Luisa Carolina López Balderas
Sentado sobre una roca, viendo pasar las
grandes, lentas nubes cruzando el cielo de donde el sol tiraba rayos hacia el
valle. Los pinos a su izquierda, que se juntaban entre ellos, casi sin dejar
que la luz toque el suelo, se sacuden lento como la hierba dorada que cubre sus
pies.
Y la roca era la más alejada de sus hermanas,
que también se reunían hacia las faldas de donde comenzaba la cuesta al monte,
que formaba parte de otros montes, y luego de la cadena montañosa.
El silencio lo reemplazó el viento al soplar
una fría corriente, que estremeció todo alrededor. Tomó suficiente fuerza para
tirar piedras y más rocas, que recorrieron la ladera hacia abajo, y el sonido
que hacían al acercase paralizó al hombre.
<<Bajando por las colinas a todo lo que
da mi pobre caballo, no escucha mis órdenes para detenerse, no entiende que
nada nos persigue. No se detiene, acelera y la ventisca golpea mi rostro cada
vez más fuerte hasta que dejo de sentirlo.
De golpes a la dura roca cubierta de nieve, a un
mudo galope que da contra la hierba.
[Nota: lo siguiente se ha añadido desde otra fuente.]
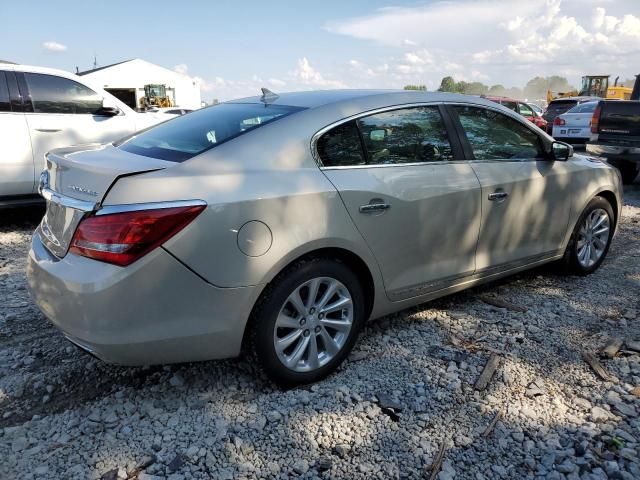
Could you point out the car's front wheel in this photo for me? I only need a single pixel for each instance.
(591, 238)
(307, 321)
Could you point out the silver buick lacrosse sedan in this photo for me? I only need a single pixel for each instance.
(281, 223)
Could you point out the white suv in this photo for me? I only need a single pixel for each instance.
(42, 109)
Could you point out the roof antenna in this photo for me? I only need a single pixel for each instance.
(268, 96)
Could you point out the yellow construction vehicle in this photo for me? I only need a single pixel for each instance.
(155, 96)
(595, 86)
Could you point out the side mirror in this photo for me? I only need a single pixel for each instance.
(561, 151)
(107, 111)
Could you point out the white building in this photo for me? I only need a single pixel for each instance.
(126, 81)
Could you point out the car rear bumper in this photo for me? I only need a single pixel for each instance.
(154, 311)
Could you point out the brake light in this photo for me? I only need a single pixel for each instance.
(122, 238)
(595, 119)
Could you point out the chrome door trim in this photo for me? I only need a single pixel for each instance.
(135, 207)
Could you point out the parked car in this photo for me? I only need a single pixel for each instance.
(525, 109)
(561, 105)
(615, 128)
(174, 111)
(42, 109)
(574, 126)
(282, 223)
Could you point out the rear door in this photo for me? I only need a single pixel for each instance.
(525, 197)
(63, 112)
(16, 159)
(416, 207)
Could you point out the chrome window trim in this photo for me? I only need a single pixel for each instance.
(135, 207)
(510, 113)
(55, 197)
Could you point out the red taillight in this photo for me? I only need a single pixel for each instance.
(123, 238)
(595, 120)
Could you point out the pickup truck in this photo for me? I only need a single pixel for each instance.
(615, 134)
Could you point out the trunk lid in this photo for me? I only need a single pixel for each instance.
(76, 181)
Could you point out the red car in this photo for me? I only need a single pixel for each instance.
(522, 108)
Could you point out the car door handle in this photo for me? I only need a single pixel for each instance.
(498, 196)
(374, 207)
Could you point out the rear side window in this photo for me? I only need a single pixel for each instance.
(408, 135)
(495, 136)
(558, 108)
(52, 94)
(190, 135)
(5, 102)
(340, 146)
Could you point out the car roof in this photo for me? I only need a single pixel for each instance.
(319, 98)
(498, 98)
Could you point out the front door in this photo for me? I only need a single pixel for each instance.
(418, 211)
(63, 114)
(525, 197)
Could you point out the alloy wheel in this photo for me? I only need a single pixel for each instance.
(313, 324)
(593, 237)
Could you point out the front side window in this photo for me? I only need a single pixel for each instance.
(340, 146)
(190, 135)
(53, 94)
(407, 135)
(495, 136)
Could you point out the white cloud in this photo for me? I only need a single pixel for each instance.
(306, 75)
(500, 41)
(54, 46)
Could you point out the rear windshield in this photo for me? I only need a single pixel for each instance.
(587, 107)
(556, 108)
(187, 136)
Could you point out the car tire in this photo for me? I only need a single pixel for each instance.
(628, 170)
(275, 320)
(585, 251)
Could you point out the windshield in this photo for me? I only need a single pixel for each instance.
(189, 135)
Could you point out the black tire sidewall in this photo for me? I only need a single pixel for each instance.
(265, 316)
(572, 252)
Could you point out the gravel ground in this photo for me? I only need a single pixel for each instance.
(406, 392)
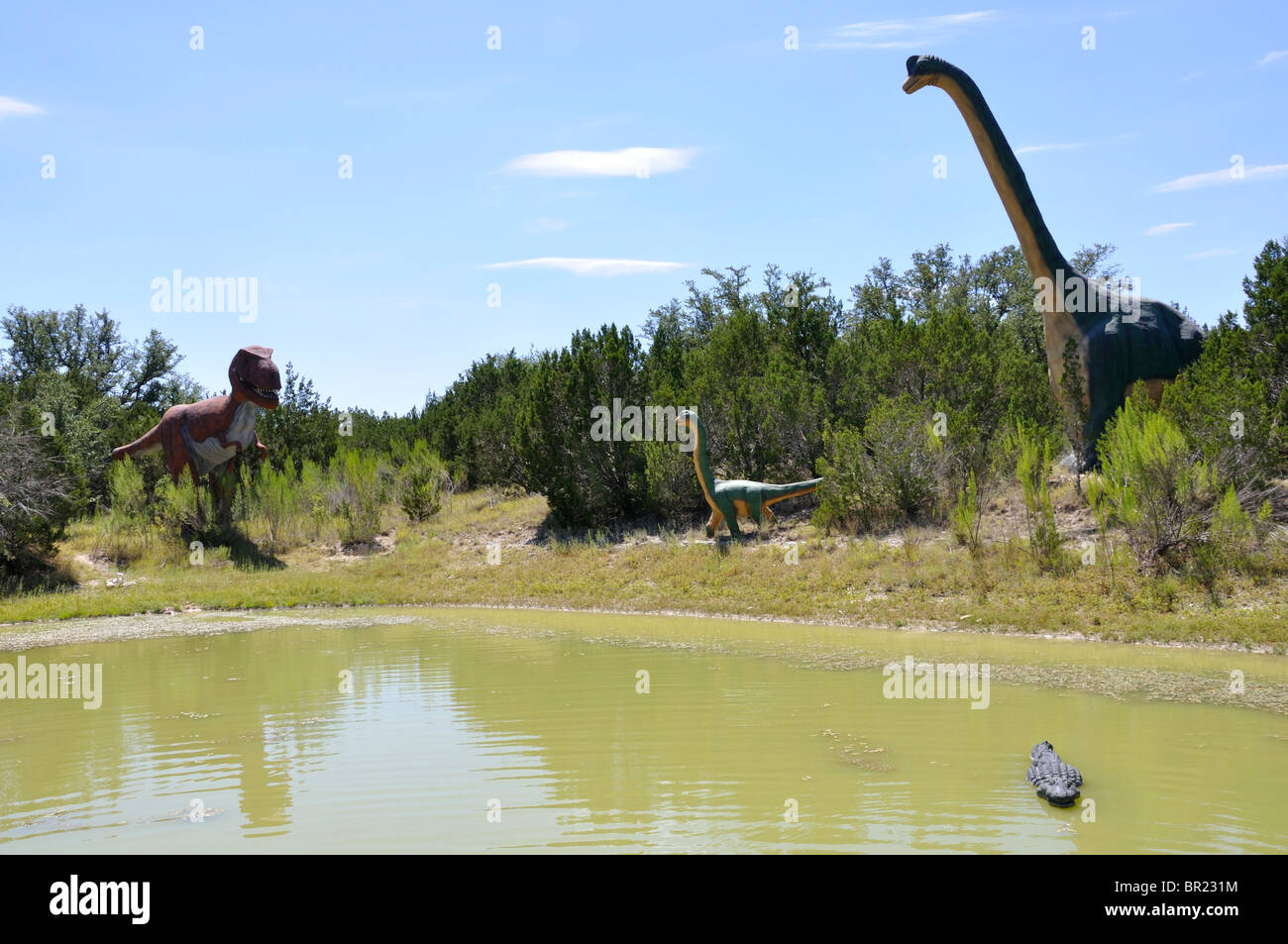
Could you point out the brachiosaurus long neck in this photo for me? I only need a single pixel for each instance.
(700, 460)
(1039, 250)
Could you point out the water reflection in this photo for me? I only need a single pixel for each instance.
(482, 732)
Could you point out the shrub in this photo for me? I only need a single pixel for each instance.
(176, 506)
(849, 497)
(359, 493)
(1031, 452)
(1151, 481)
(967, 515)
(421, 480)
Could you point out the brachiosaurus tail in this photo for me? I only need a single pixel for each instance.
(791, 489)
(145, 443)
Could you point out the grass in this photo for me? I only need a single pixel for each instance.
(913, 577)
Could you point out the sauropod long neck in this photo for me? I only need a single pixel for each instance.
(1039, 249)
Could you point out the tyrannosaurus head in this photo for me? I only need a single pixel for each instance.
(254, 376)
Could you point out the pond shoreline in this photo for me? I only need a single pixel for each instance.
(16, 636)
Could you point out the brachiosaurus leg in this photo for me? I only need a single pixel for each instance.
(730, 515)
(713, 522)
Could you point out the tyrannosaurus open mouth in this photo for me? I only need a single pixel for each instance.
(256, 377)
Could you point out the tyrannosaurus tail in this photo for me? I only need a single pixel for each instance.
(147, 442)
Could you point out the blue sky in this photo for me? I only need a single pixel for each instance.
(226, 161)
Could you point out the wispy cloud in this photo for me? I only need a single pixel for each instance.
(901, 34)
(544, 226)
(603, 268)
(1214, 178)
(625, 162)
(12, 106)
(1035, 149)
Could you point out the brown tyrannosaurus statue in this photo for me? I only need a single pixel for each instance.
(207, 436)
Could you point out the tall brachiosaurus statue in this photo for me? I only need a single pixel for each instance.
(729, 498)
(1121, 340)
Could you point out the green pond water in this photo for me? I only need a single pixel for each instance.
(510, 730)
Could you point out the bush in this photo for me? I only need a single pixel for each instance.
(277, 500)
(421, 480)
(1031, 452)
(1153, 483)
(967, 517)
(176, 505)
(889, 472)
(359, 494)
(849, 497)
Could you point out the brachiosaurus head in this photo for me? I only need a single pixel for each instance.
(688, 420)
(926, 69)
(253, 376)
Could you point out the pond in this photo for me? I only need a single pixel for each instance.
(511, 730)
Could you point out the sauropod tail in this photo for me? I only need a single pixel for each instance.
(794, 488)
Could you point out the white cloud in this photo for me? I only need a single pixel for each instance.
(901, 34)
(1222, 176)
(544, 226)
(12, 106)
(625, 162)
(592, 266)
(1035, 149)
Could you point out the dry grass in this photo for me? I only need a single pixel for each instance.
(910, 577)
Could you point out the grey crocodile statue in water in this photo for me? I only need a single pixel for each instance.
(1056, 782)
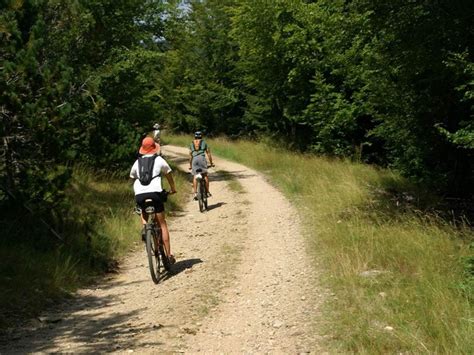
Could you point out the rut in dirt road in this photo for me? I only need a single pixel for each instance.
(242, 283)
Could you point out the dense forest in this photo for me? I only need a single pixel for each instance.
(384, 82)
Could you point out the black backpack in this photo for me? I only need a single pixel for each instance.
(145, 169)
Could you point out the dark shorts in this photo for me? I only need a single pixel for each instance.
(155, 196)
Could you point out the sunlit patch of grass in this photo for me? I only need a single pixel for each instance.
(398, 272)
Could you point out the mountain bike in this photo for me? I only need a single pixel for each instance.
(158, 261)
(201, 191)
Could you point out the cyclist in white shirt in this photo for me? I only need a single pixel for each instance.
(154, 189)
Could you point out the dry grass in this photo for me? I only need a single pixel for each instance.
(396, 270)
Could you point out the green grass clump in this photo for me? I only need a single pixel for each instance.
(98, 228)
(362, 219)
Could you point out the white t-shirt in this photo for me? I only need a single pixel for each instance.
(156, 134)
(160, 167)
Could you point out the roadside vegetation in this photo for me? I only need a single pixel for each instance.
(99, 228)
(400, 273)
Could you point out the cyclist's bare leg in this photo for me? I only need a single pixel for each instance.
(160, 218)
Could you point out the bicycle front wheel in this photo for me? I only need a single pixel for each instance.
(201, 193)
(153, 256)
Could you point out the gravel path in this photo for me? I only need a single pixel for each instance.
(242, 284)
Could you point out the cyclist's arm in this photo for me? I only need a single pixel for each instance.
(170, 179)
(209, 156)
(134, 171)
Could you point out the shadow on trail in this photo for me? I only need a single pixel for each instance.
(224, 175)
(88, 323)
(216, 205)
(182, 265)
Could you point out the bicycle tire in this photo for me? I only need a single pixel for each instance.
(204, 195)
(164, 258)
(200, 195)
(153, 257)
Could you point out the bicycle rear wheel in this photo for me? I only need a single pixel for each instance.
(201, 192)
(164, 258)
(153, 256)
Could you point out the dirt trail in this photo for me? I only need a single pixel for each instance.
(242, 284)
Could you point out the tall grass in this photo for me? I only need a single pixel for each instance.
(395, 270)
(99, 228)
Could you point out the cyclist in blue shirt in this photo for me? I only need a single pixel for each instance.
(197, 160)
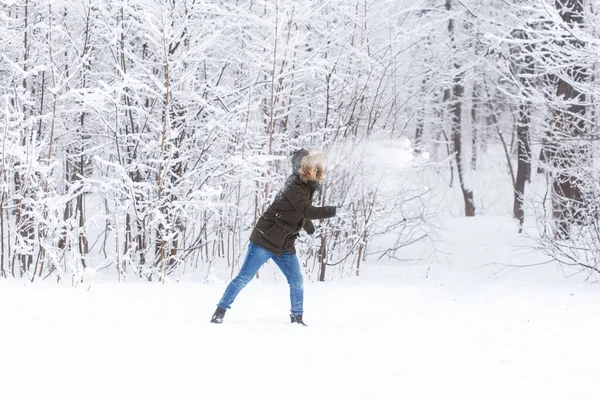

El aire se empieza a calentar, otra vez
puedo sentir mi agitado respirar, pero mi caballo no se detiene. Está aterrado,
sin ver el valle tranquilo que se abre ante nosotros. No recuerdo ya como logré
que se detuviera, si hubiéramos caído no estaría vivo, recordaría el dolor. Su
pánico apenas y nos salvó de aquellos que acechan entre las montañas a los
viajeros, pero casi nos cuesta la vida>>.